On top of what was unsubstantiated (and questionable) data, the then tourism minister, Biel Barceló, was lamenting the fact that there were drunken tourists with their plastic cups of booze in all-inclusives, while Alfonso Rodríguez Sánchez, a Calvia councillor and spokesperson for the Consubal consumers association and not to be confused with the mayor Alfonso Rodríguez Badal, was offering a similar lament and calling for action, with Magalluf particularly in mind.
And so a momentum was gathering. Barceló’s successor, Bel Busquets from the same party, Més, was pressing for all-inclusive regulation. There wasn’t any, Francina Armengol and PSOE brushing the idea aside with observations such as there being the need for dialogue and consensus within the sector, etc. Some months after Iago Negueruela became minister, though, and all-inclusives were now caught in the tourism of excesses decree.
No one is denying that there are holidaymakers at all-inclusives who get plastered or that there are those who then leave the hotels in order to continue drinking once the all-inclusive bar comes down (typically at midnight). But this isn’t just the case in the areas specified by the decree, while there are plenty of other holidaymakers who don’t get plastered and for whom the limitation imposed by the decree was something of an insult.
Confusion there may be, but it is avoidable. There is either regulation of all-inclusives in the whole of Mallorca and the Balearics, something I very much doubt will ever happen, or there is no discrimination purely on location.
Sob stories in the likes of the Daily Mail about British holidaymakers unaware of the Magalluf all-inclusive rule were unlikely to have been high on the agenda when the British ambassador met Francina Armengol the other day. Instead, there was the now familiar support for Balearic efforts against tourism excesses and which will doubtless result in further campaigns to inform mainly youthful tourists of the regulations as they apply, especially in Magalluf. How many campaigns can there be before the penny drops?
Tourist excesses and their eradication are part of the overall narrative concerning sustainable tourism. To this end, the ambassador was asked about the criticisms of certain political parties (Més and Podemos) regarding tourist "massification". Hugh Elliott was "aware" of the debate and said that any decision taken in this regard would be respected. Sure, what else was he going to say?

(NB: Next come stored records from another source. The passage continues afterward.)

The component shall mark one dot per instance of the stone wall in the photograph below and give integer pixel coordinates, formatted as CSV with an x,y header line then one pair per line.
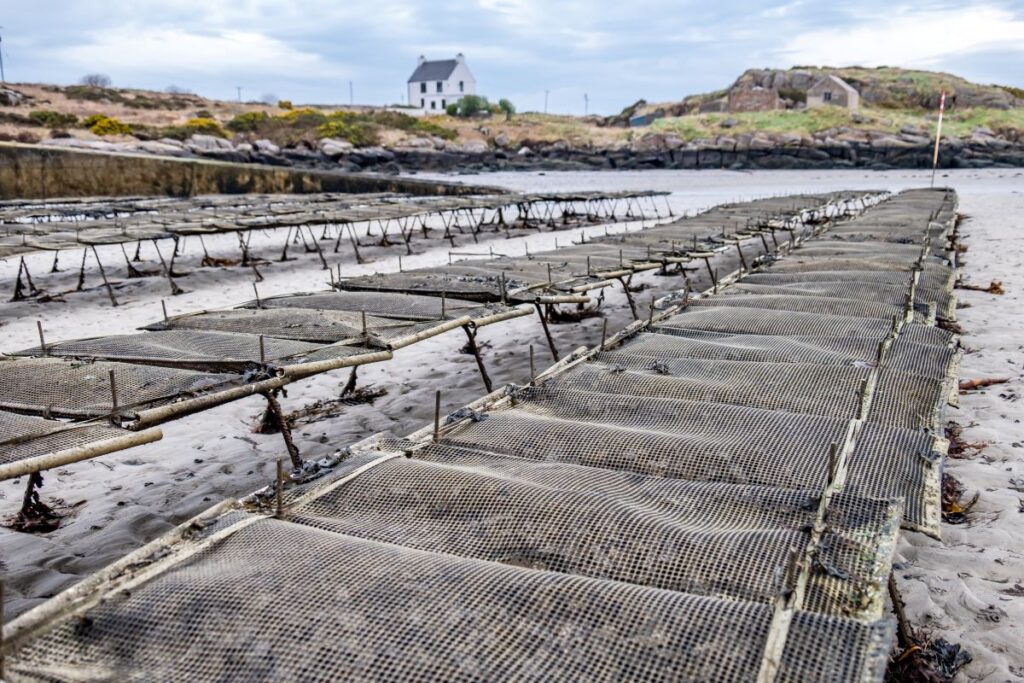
x,y
37,172
754,99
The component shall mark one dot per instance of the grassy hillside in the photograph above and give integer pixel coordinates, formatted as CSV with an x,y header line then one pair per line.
x,y
894,101
961,123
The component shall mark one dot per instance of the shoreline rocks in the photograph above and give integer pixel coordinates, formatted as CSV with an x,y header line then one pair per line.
x,y
840,147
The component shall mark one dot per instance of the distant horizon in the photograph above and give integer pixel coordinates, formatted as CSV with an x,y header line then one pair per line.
x,y
309,50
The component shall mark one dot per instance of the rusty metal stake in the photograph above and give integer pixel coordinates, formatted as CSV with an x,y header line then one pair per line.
x,y
471,344
437,416
286,431
547,332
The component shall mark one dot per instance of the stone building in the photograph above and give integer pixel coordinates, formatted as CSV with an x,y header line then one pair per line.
x,y
832,90
754,99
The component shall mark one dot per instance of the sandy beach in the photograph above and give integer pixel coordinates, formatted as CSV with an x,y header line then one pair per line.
x,y
969,588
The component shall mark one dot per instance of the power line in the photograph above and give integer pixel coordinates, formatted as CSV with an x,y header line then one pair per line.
x,y
3,79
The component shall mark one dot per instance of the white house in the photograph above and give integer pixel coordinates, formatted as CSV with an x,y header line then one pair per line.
x,y
436,84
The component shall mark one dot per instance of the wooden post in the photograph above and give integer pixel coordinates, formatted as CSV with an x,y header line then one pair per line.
x,y
437,416
547,332
629,297
355,243
102,273
1,632
742,261
42,341
475,350
81,270
286,431
114,394
279,485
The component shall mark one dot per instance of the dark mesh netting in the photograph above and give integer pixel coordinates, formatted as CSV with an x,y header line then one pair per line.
x,y
201,349
647,530
370,610
715,498
404,306
78,388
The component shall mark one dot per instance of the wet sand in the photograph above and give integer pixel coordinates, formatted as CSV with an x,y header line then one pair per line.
x,y
968,588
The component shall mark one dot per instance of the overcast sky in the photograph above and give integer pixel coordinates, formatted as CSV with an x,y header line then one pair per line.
x,y
614,51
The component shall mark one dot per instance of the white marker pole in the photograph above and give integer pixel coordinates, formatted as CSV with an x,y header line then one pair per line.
x,y
938,135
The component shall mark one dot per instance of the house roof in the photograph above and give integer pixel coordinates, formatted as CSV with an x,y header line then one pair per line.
x,y
437,70
837,81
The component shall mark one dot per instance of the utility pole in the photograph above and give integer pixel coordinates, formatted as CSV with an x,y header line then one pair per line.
x,y
3,79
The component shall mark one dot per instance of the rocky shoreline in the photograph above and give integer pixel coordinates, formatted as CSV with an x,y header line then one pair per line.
x,y
829,150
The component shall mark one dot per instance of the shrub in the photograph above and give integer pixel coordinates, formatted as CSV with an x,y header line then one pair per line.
x,y
50,119
1016,92
92,120
247,122
359,133
793,94
93,93
109,126
96,80
205,126
386,119
472,104
305,116
506,108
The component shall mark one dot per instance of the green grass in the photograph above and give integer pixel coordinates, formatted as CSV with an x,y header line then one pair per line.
x,y
810,121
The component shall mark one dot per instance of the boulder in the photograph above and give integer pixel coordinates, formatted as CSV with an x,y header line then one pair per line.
x,y
419,143
10,97
96,145
673,141
266,147
160,147
201,143
474,146
333,147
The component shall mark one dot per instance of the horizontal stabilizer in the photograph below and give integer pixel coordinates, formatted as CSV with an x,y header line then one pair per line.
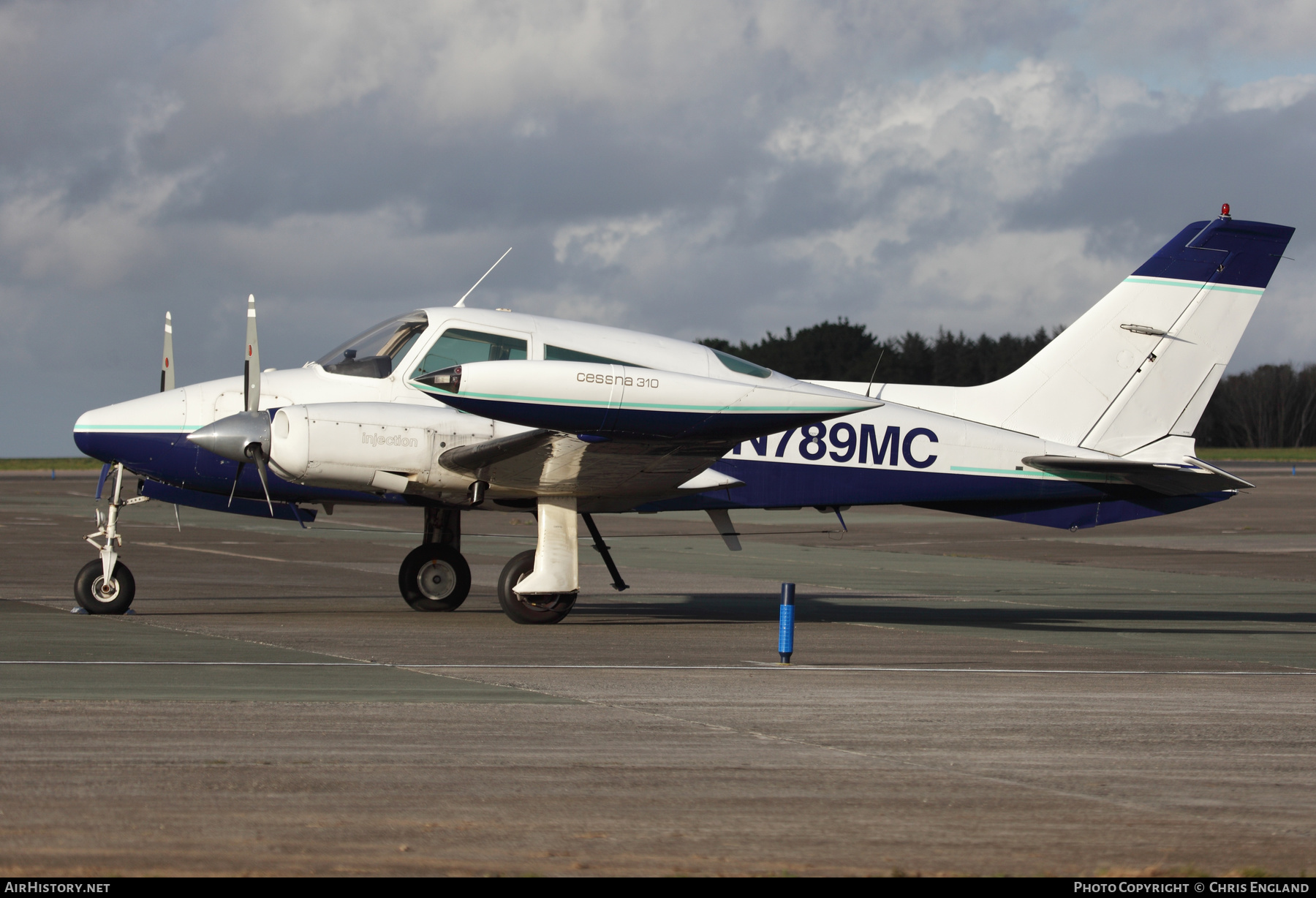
x,y
1160,477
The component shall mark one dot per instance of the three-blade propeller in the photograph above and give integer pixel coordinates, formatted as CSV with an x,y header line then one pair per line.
x,y
243,437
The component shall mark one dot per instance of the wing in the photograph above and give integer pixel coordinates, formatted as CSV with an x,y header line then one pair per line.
x,y
600,472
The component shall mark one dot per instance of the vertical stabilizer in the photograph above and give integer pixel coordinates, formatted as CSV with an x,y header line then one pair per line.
x,y
1144,361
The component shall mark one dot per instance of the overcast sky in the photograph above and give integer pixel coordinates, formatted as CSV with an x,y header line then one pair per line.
x,y
703,169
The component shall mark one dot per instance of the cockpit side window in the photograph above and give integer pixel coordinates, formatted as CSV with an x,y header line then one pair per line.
x,y
741,366
460,347
374,352
561,355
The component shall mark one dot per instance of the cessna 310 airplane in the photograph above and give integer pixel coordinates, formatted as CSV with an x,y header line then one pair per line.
x,y
457,409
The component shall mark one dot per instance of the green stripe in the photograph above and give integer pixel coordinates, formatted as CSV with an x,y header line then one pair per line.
x,y
158,429
1195,284
594,403
1000,470
1070,475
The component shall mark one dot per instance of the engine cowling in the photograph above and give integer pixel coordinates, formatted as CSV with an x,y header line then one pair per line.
x,y
370,445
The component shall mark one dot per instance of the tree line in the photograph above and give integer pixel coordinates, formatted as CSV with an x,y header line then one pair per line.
x,y
1269,406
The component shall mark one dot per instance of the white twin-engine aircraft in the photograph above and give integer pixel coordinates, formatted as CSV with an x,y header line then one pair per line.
x,y
457,409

Meantime, Iago Negueruela was insisting that setting limits was the best way to protect tourism. He was referring to the moratorium on new tourist accommodation places. As well as not allowing new places (some 18,000), the tourism law decree, now being processed as a bill by parliament, also envisages some reduction - five per cent of places in exchange for hotels being able to expand their built area by 15% to accommodate new facilities (not rooms).
These legislative devices, said the minister, did not amount to "de-growth". While the tourism law may ultimately result in a decrease in the number of places, decrease is not the same as de-growth. This is Negueruela’s argument, as there will be sustainable growth through enhanced quality as envisaged in the law. And by sustainable growth, he means and hopes more and better jobs because of quality demands and the nature of tourism, i.e. one that is not founded on the type of excesses he is so keen to stamp out in Magalluf.
Indeed, and will this sustainable growth include all-inclusives? I think you can safely say that it will. In the future, though, will there be a need for limitations on booze in some hotels? Quality will prevail. Will it not. That’s the theory, anyway.